Henry Crabb Robinson, 30 Russell Square, London, to the Rev. John Miller, [Bockleton], 14 January 1853.
London
30 Russell Square
14 Jan: 1853.
My dear Sir,
Many thanks for your gratifying letter It begins with a few remarks on the theory of letter writing – We agree in this – To answer a letter by return of post habitually would wear out any patience, even of the most fond of correspondents – Do you recollect one of the most endurable sayings of one of the most odious of French classics – Rochefoucault? “on est plus proche d’armer ceux qui nous haissent, que ceux qui nous arment trop[”] – You will make the application – The only expedient – not to fall into the opposite evil, of sitting down to answer & having forgotten the first & most just impression is – To write the answer – and kept ^keep^ it by you till the fittest time for forwarding – Did I not say this before? This reminds me that we old men are proverbially nuisances in company because we are ever repeating our often repeated tales – Is it not so in our letters? I cannot sit down to write to you on the few subjects on which we have a common interest without an apprehension that my letter will be but a repetition – If it be so (what I am now writing may be an instance) – Forgive it – Or rather half smile at it – half-sigh over it And whisper to your self “The senility towards which we are all advancing” –
I am resolved however that it shall not apply to the better half of this letter – which consists of a copy and remarks on the most marvellous poems I have met with of late years – And which I send you in the hope that you may not have seen it – I was making a copy of it the other day to send to my old friend Mrs Clarkson paralytic And scarcely able to relish such things when it occurred to me that perhaps you might not have seen it And therefore I desired her to send it me back which she has done – I do not wish you to trouble yourself to send it me back, but if you think it will do harm at Bockleton ^Walkeringham,^ on the contrary give pleasure, pray send it there I should be afraid: unable to foresee how what I love & admire may be felt there.
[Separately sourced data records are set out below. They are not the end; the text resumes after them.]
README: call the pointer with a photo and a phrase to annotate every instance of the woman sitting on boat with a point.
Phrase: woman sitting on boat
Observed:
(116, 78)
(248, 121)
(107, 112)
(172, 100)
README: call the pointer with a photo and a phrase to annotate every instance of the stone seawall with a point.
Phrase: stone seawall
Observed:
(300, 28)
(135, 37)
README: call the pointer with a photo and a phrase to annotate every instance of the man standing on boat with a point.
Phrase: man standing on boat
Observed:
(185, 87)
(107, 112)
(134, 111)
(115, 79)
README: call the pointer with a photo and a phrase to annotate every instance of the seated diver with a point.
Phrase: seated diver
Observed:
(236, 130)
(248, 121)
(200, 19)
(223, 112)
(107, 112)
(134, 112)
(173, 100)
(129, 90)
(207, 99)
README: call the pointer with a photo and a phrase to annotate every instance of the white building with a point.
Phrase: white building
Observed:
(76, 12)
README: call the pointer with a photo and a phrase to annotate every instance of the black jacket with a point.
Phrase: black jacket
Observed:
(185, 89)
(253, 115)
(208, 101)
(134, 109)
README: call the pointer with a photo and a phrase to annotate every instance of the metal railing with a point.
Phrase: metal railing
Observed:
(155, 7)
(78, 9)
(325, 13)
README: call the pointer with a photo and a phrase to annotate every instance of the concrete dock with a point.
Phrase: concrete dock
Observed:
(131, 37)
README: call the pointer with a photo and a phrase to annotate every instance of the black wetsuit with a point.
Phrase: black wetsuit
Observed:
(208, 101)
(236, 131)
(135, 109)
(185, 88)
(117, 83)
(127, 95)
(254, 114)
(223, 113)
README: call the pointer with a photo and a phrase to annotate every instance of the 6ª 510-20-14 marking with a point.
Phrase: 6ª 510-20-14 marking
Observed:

Of all the men of Genius I ever knew, Charles Lamb was the one I most intensely loved – my love proves nothing, but he was loved with equal warmth coupled with like admiration by Thomas Clarkson And his wife my dear friend – by Southey, Coleridge, Wordsworth – &c &c &c That a young lady should say she feels more compassion than admiration only makes me smile And she being a person I am much pleased with. I am quite sure that she will have wider sympathies twenty years hence – And I regret having ever related the anecdote to any one who knows her lest others may not as I do consider this as the inevitable one-sidedness of youth – But that your excellent brother should say that the perusal of his ^L’s^ works has disappointed him And that he has been “pained by the total insight” this makes me regret having sent the works, almost as if it were a Sin to be reported to my confessor if it belonged to a Church that claimed this act of submission to its authority –
Of course as far as the opinion of ^concerning^ L: is a matter of taste and of taste only I neither expect nor wish for a correspondence in our judgements I was not annoyed by the unfavorable opinion you expressed of the Prelude – tho’ I do not wish to rank you among the Edinburg parodists of the great poet – I did not answer your brothers painful letter ^at length^ till two days ago And have purposely written ^to you ^ before I can have an answer that I am may preserve distinct the several communications with the two places I continually confound – as I have done in this letter – How dull I am in guessing at a joke! To need the illustration of M. A. D. to comprehend S. A. M. as Initial letters –
But I was not so forgetful of my youthful pleasure in Blue-Beard As not to know that the Blue Chamber is the seat of hideous phantoms! And should not have dared to use the image I willingly admit for fear of dangerous applications I shall only be too happy to see J. K. M. or S. A. M. or any member of the Miller race – seen or unseen forgotten or recollected who may condescend to look in at Russ: Square And flattering myself that you would, if ever in London, allow me to make your personal acquaintance, if you could do so without an unreasonable sacrifice of invaluable time
I vowed to myself not to inflict on you more than two of my closely written sheets And therefore leave passages of your obliging letter unnoticed which I should otherwise have referred to
So with most respectful rememberances to all who may not unwillingly hear of me within your reach
I am with sincere regard
&c &c &c
H. C. Robinson
Revd John Miller –
Text: WLL/2000.24.2.4, Wordsworth Trust and Museum, Grasmere. Robinson writes in his diary on 14 January 1853: ‘... finished a letter to Jno Miller in which I included a copy of Hoods Bridge of Sighs. I gave a short accot of my late letter to his brother J.K.M. that J.M. might be aware of the probable result.’